Recently, the effects of co-expression of the gadB gene with the gadC gene that encodes glutamate/GABA anti-porter were examined for the production of GABA from MSG during the cultivation of wild-type E. coli and the gabT mutant E. coli strains in LB medium supplemented with MSG [12]. Since GabT is involved in the conversion of GABA into succinic semialdehyde that is further metabolized into succinic acid by GabD and YneI, deletion of the gabT gene in the chromosome of E. coli increased the production of GABA from MSG [12]. Also, it was demonstrated that amplification of GadC with GadB in the gabT mutant E. coli strain increased GABA yield up to 89.5 % [12]. Therefore, E. coli mutant strains deficient in gabT, gabD, and/or yneI genes in the chromosome have been constructed and examined for their activities to convert MSG into GABA by whole cell reaction in acetate buffer (pH 4.6). However, enhanced production of GABA could not be achieved employing these E. coli mutant strains that expressed the gadB gene (data not shown). Also, the co-expression of the gadC gene with the gadB gene did not result in the increase of GABA production employing wild-type E. coli and mutant E. coli strains in whole cell reactions (data not shown). This may have been because further assimilation of GABA into other metabolites was inefficient, since E. coli strains used in this study were whole cell biocatalysts in buffer solution of pH 4.6, which was not suitable for efficient cell metabolism.

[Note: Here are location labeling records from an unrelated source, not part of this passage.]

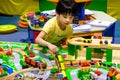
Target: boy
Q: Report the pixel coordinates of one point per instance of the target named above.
(58, 28)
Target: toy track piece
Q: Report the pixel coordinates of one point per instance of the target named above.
(4, 29)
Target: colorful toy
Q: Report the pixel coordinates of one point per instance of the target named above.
(8, 28)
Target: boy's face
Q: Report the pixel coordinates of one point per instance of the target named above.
(65, 19)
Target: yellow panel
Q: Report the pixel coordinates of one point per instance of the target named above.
(18, 7)
(64, 74)
(62, 66)
(113, 8)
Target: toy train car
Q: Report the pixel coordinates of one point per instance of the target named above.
(75, 64)
(34, 63)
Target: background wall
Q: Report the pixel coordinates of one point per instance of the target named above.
(19, 7)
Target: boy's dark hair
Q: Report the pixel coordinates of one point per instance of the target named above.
(67, 7)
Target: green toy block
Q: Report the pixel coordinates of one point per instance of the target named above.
(109, 55)
(88, 53)
(72, 50)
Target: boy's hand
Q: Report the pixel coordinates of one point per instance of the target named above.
(53, 48)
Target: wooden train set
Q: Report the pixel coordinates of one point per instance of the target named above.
(63, 66)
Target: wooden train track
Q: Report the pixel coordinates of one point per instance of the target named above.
(78, 41)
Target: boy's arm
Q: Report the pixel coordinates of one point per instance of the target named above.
(40, 40)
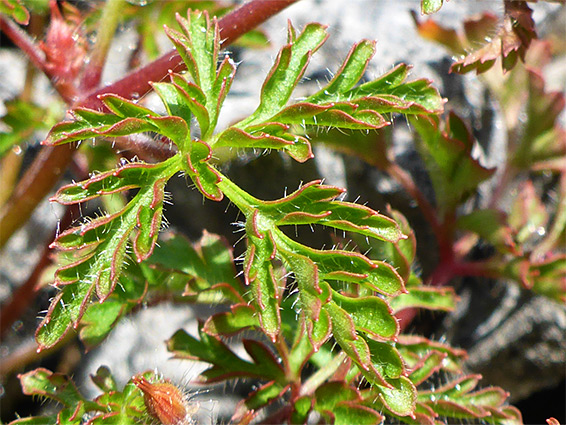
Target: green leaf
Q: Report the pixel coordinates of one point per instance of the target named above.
(546, 277)
(207, 267)
(15, 10)
(354, 344)
(431, 6)
(414, 349)
(456, 400)
(443, 299)
(297, 147)
(344, 266)
(240, 317)
(22, 119)
(430, 364)
(264, 395)
(491, 225)
(400, 398)
(287, 71)
(204, 175)
(371, 315)
(104, 380)
(129, 118)
(226, 364)
(100, 319)
(447, 155)
(259, 274)
(56, 386)
(341, 404)
(198, 44)
(542, 138)
(100, 245)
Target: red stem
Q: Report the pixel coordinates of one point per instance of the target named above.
(231, 26)
(51, 162)
(24, 42)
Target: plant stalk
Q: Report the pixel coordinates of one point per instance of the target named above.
(51, 162)
(106, 29)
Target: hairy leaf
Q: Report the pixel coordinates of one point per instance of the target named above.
(100, 245)
(225, 363)
(198, 44)
(342, 405)
(447, 155)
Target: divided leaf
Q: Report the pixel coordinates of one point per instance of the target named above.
(112, 406)
(99, 247)
(127, 118)
(206, 267)
(339, 104)
(225, 363)
(198, 43)
(343, 405)
(23, 119)
(456, 400)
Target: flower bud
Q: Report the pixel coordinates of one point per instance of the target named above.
(164, 401)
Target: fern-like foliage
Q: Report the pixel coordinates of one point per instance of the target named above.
(342, 297)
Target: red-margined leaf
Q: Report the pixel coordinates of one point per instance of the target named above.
(100, 245)
(342, 405)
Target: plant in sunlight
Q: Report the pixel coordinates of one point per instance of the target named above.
(322, 331)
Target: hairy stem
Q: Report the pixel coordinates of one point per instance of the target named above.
(51, 162)
(323, 374)
(105, 33)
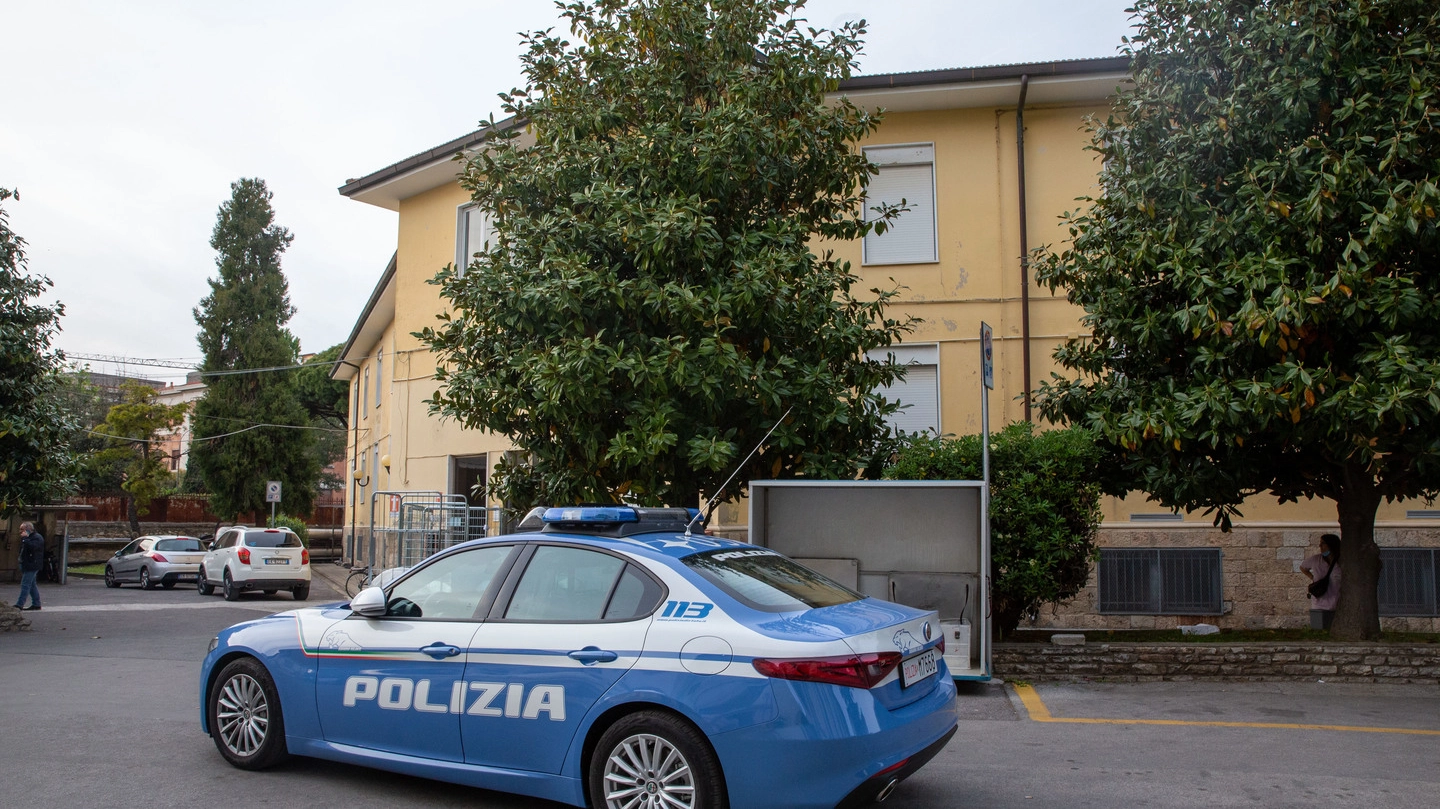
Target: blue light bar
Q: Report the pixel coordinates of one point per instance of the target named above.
(592, 514)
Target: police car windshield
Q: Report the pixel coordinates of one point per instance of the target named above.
(769, 582)
(271, 540)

In this study, it was demonstrated that microbially synthesized GABA is suitable for the synthesis of 2-pyrrolidone by chemical conversion resulting in the conversion yield of 96 %, and can be successfully used for the synthesis of nylon 4. This suggests that fermentation-derived chemicals have the potential to be employed for the development of chemical processes for the production of polymers and value-added chemicals. Nylon 4 synthesized from 2-pyrrolidone derived from fermentation-derived GABA had similar molecular weight and thermal properties to those of nylon 4 derived from petroleum-derived 2-pyrrolidone.

Conclusions

We report the biosynthesis of GABA from MSG by recombinant E. coli strains. GABA can be produced by whole cell reaction employing recombinant E. coli strains expressing glutamate decarboxylase, which can be easily prepared by high cell density cultivation of host strains. With the increase of concentrations of initial MSG and E. coli cells expressing glutamate decarboxylase used in the reaction for GABA synthesis, GABA can be efficiently prepared from MSG with increased conversion yield. GABA synthesized by microbial cells was suitable for the synthesis of 2-pyrrolidone that is used for nylon 4 synthesis.

The strategies described here should be useful for the development of biological and chemical hybrid processes for the production of biomass-derived thermo-resistant polymers from renewable resources.